Araştırma, pozitron emisyon tomografisi (PET), tek foton emisyon bilgisayarlı tomografisi (SPECT) ve planar segmentleri de kapsıyor. Avrupa’da artan kullanıcı tabanının moleküler görüntüleme pazarının gelirlerini katlayacağını belirten Frost & Sullivan sağlık sektörü analistleri, buna bağlı olarak teknolojide yaşanan hızlı gelişmelerin deneyimli teknisyen ve hekimlere olan ihtiyacı ön plana çıkaracağına vurgu yapıyorlar.
Kullanım yaygınlık kazanıyor
Frost & Sullivan Araştırma Analisti Kaavya Karunanithi, Avrupa ölçeğinde moleküler görüntüleme alanında yaşanan gelişmeler hakkında şunları söylüyor: “Yeni radyo görüntüleyicilerin keşfi, moleküler görüntüleme tanılarının daha yeni klinik uygulamalardaki kullanımını yaygınlaştırıyor. Geleneksel kardiyoloji ve onkoloji alanlarına ek olarak, nöroloji ile bulaşıcı ve enflamatuar hastalık segmentleri de radyo izleyicilerle moleküler görüntüleme tekniklerine giderek artan bir şekilde ağırlık veriyor ve bu da uygulama alanını genişletiyor.”
Bununla birlikte, PET ve PET/CT de dâhil olmak üzere çeşitli kanser görüntüleme modalitelerinin prosedürsel miktarı da artıyor. Ayrıca, kişiselleştirilmiş tedaviyi kolaylaştırması da moleküler görüntüleme tekniklerinin kullanımında motive edici bir rol üstleniyor. Diğer yandan, teknolojideki yenilikler de moleküler görüntüleme pazarlarındaki artışı teşvik etmeyi sürdürüyor. Örneğin, yakın zamanda tanıtılan PET/MRI gibi hibrid teknolojiler mevcut PET/CT’ye oranla daha yüksek spesifiklik sağlıyor.
Gelişmeler hızlı yaşanacak
Piyasanın uzun vadede, daha geniş çaplı klinik uygulama portföyünü sağlayacak olan optik modaliteler ve üçlü modalite sistemlerinin hâkimiyetine gireceğini belirten Karunanithi, teknik olarak ileri düzeydeki fırsatların, kişiselleştirilmiş tıbba yönelik talepleri karşılarken bile piyasa beklentilerinin en üst düzeye çıkaracağının altını çiziyor. Öte yandan, teknolojideki hızlı gelişmelerle birlikte, görüntülerin etkin bir şekilde elde edilip yorumlanması için deneyimli teknisyen ve hekimlere acilen ihtiyaç duyulacağını dile getiren Karunanithi, söz konusu ihtiyacın şimdiden ele alınması gereken önemli bir problem olduğuna dikkat çekiyor.

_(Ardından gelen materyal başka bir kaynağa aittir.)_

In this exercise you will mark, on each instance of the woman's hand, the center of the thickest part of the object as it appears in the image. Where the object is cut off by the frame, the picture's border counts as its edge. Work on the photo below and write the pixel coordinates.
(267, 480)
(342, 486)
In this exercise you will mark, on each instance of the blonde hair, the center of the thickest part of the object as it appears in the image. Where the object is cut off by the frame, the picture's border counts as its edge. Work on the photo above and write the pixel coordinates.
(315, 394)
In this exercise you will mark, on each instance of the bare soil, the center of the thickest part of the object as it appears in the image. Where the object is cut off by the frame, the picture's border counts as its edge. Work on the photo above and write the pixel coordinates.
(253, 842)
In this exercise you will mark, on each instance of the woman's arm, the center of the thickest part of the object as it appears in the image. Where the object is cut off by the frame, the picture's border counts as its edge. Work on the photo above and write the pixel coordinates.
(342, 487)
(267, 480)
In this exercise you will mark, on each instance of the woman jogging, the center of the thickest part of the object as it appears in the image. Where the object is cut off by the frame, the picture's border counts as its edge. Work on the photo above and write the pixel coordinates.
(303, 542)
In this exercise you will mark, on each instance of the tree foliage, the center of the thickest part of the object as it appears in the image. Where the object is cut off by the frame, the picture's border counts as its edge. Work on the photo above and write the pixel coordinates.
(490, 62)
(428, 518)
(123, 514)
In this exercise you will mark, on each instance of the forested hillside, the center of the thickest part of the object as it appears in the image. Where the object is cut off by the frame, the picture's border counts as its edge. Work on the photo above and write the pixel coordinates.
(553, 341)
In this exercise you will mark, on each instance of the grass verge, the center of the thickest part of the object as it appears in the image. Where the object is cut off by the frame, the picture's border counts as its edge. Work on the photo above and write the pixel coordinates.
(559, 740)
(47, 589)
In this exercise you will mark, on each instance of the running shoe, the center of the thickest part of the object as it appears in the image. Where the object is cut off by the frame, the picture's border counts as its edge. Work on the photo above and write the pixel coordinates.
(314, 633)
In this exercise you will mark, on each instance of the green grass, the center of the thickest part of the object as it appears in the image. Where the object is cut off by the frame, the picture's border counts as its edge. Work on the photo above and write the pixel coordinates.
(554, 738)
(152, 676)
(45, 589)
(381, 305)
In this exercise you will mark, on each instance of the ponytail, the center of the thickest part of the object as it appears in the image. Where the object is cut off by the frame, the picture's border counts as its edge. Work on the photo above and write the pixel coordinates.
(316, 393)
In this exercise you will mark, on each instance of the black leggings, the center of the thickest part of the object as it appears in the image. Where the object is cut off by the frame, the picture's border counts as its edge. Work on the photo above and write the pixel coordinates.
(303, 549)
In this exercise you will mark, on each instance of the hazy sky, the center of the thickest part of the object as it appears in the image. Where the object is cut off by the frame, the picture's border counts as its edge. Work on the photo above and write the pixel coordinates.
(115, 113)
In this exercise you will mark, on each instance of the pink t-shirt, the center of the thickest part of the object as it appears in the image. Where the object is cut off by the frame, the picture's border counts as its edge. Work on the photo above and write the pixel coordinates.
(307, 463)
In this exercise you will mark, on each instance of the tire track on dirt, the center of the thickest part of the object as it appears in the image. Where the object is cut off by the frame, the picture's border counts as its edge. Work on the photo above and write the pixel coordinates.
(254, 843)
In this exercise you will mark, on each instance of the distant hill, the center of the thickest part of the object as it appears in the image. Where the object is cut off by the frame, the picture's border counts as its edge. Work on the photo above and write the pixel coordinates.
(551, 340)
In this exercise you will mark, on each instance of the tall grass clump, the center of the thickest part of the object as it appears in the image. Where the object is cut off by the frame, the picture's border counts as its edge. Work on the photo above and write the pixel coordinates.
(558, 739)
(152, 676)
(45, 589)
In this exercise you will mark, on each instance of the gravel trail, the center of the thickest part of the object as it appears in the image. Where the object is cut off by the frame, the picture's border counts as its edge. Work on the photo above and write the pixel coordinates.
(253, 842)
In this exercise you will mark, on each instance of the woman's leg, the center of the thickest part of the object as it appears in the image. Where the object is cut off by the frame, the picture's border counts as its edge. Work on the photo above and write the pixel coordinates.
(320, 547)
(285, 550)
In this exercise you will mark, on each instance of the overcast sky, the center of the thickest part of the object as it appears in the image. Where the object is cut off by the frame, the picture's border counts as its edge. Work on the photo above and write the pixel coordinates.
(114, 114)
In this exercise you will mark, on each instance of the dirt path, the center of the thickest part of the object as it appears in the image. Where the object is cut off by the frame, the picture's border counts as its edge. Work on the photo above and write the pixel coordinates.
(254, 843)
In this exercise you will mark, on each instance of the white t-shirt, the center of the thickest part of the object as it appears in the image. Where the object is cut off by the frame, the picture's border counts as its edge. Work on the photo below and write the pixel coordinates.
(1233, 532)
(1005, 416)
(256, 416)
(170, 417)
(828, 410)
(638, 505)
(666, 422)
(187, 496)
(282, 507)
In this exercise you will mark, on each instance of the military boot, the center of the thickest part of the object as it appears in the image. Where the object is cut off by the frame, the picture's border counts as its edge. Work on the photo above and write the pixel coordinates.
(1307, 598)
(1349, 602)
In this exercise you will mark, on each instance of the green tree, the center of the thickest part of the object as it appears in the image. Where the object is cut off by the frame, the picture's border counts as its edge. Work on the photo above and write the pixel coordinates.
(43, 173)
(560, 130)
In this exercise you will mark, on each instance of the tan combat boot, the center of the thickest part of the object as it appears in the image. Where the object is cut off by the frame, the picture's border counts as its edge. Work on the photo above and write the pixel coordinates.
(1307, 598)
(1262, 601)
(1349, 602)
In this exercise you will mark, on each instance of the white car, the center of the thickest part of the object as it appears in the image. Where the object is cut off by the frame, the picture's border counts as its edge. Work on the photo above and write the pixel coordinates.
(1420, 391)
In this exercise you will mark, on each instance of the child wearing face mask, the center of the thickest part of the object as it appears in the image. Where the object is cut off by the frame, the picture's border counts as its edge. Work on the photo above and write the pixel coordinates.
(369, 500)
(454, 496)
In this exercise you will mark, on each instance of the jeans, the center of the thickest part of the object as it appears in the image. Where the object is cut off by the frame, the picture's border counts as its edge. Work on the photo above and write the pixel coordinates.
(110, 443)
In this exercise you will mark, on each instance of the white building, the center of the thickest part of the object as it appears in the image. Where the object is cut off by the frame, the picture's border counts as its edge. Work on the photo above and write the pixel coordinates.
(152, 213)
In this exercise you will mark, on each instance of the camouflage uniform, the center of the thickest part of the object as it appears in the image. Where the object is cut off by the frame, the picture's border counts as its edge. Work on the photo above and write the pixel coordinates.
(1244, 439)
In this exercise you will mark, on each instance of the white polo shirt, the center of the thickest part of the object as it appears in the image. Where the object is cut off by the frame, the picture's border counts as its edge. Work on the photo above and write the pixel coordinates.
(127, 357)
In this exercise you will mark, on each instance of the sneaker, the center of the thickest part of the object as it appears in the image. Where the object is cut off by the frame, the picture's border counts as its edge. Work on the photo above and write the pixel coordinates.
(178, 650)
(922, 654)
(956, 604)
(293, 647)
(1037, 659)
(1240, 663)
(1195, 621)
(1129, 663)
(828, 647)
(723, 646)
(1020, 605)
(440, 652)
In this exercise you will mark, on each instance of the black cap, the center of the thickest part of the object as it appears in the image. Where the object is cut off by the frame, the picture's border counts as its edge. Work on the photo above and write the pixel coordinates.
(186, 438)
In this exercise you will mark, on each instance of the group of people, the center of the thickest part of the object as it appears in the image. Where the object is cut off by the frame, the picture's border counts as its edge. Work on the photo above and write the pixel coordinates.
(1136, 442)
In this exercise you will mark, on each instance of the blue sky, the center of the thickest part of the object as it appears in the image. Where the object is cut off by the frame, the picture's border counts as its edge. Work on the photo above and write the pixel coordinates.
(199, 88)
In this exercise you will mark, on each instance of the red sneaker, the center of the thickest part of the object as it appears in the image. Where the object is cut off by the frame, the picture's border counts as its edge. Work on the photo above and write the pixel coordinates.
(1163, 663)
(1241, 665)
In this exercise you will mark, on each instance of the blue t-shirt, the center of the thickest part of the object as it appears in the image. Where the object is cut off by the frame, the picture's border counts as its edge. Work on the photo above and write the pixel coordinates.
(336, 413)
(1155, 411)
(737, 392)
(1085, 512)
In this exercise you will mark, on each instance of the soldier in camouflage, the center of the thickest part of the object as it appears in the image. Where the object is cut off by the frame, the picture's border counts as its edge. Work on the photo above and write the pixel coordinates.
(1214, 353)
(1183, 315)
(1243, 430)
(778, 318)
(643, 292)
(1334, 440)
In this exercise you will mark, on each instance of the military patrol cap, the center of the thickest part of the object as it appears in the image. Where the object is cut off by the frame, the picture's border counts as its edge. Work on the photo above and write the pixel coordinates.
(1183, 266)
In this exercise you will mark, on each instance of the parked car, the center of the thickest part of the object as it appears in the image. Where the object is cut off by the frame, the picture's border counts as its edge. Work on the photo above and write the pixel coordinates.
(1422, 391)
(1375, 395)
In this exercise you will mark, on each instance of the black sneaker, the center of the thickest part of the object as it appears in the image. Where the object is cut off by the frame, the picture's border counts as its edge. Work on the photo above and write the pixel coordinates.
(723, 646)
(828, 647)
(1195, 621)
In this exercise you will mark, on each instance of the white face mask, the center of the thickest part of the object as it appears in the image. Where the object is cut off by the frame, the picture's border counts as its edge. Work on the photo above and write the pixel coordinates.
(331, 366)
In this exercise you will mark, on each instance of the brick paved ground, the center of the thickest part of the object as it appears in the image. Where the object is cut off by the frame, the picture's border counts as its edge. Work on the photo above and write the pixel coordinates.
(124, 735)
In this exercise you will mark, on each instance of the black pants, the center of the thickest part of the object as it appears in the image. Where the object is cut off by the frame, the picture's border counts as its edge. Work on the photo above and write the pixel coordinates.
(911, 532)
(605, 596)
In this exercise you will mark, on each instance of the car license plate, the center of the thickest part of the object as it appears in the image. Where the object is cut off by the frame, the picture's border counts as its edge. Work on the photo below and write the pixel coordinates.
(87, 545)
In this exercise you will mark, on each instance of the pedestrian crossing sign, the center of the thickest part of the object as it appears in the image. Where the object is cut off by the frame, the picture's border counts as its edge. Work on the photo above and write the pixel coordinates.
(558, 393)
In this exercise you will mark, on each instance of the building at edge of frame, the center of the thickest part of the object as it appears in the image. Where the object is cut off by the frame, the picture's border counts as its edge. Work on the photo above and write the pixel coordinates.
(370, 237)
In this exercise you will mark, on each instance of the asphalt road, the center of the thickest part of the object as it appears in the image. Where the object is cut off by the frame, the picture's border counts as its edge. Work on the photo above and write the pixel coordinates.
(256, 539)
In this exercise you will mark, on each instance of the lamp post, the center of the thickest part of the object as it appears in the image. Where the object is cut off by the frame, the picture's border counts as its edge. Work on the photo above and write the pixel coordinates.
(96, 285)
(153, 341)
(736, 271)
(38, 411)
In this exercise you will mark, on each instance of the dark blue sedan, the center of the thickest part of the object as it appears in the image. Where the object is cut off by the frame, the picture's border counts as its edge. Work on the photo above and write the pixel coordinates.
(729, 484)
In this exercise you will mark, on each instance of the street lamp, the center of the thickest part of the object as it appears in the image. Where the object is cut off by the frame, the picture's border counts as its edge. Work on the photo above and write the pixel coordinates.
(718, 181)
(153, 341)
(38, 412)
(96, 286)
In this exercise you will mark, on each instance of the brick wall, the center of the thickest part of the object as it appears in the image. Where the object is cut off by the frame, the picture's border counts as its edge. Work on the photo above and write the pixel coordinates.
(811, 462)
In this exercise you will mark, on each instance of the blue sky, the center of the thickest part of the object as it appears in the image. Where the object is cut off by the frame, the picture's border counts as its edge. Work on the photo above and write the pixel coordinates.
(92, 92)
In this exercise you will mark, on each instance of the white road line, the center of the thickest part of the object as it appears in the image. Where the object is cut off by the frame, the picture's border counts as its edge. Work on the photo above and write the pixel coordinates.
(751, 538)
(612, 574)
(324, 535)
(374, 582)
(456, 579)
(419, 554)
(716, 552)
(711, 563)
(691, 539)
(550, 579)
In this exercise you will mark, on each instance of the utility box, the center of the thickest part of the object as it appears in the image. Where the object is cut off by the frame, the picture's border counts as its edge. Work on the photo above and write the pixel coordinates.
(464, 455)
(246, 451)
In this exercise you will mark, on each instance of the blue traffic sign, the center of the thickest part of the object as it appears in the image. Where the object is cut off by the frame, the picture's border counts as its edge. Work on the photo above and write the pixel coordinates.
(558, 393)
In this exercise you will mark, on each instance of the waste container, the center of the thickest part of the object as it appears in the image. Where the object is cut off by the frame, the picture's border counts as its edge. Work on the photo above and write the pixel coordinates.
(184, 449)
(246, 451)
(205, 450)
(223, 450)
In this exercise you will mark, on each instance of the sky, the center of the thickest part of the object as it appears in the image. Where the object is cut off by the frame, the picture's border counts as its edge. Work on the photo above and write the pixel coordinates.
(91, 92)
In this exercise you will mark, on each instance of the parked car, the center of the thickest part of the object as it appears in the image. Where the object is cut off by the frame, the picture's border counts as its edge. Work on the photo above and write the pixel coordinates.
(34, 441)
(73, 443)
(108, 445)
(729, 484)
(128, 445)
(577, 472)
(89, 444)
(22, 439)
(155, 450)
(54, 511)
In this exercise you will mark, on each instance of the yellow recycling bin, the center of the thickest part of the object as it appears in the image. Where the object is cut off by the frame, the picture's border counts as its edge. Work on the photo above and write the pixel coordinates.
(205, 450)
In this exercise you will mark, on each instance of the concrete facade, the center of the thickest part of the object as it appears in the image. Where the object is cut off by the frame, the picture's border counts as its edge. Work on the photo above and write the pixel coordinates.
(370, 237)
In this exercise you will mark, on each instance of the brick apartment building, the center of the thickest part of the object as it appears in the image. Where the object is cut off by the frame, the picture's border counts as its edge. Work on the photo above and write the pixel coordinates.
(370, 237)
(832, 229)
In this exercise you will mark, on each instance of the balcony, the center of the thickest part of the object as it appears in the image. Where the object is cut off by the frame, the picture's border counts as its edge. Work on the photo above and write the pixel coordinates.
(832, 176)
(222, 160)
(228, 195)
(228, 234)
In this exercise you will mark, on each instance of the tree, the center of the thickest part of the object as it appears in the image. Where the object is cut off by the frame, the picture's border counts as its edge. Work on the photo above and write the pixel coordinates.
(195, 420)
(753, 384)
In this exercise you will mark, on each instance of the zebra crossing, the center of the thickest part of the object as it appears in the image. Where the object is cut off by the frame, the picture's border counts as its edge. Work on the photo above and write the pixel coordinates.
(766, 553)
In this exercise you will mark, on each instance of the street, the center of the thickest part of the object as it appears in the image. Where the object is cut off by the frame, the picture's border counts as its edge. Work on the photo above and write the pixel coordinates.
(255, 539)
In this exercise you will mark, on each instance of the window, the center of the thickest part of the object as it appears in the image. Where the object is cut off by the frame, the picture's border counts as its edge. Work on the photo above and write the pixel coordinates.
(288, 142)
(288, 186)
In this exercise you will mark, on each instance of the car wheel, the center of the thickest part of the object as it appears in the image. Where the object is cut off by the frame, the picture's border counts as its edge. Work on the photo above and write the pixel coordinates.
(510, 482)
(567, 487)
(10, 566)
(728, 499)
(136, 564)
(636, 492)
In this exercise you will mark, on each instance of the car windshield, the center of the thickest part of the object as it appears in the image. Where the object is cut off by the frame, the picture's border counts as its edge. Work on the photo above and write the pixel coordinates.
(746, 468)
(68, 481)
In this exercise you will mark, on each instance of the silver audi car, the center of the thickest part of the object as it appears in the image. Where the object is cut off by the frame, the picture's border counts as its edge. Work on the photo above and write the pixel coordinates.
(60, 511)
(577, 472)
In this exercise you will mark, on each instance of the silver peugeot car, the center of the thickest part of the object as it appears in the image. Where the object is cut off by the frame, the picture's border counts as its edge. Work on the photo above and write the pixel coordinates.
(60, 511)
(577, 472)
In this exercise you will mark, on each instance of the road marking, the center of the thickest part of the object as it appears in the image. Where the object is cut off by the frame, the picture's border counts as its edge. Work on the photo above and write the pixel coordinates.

Sağlık sektörü katılımcılarının yüksek düzeyde yaşanan teknolojik değişime ayak uydurmalarının zorunlu olduğunu ifade eden Karunanithi, kişiye özel tıbbi bakım hizmetini kolaylaştırmak için yenilikçi, kesin ve güvenilir çözümler sunmalarının kaçınılmaz olacağını da sözlerine ekliyor.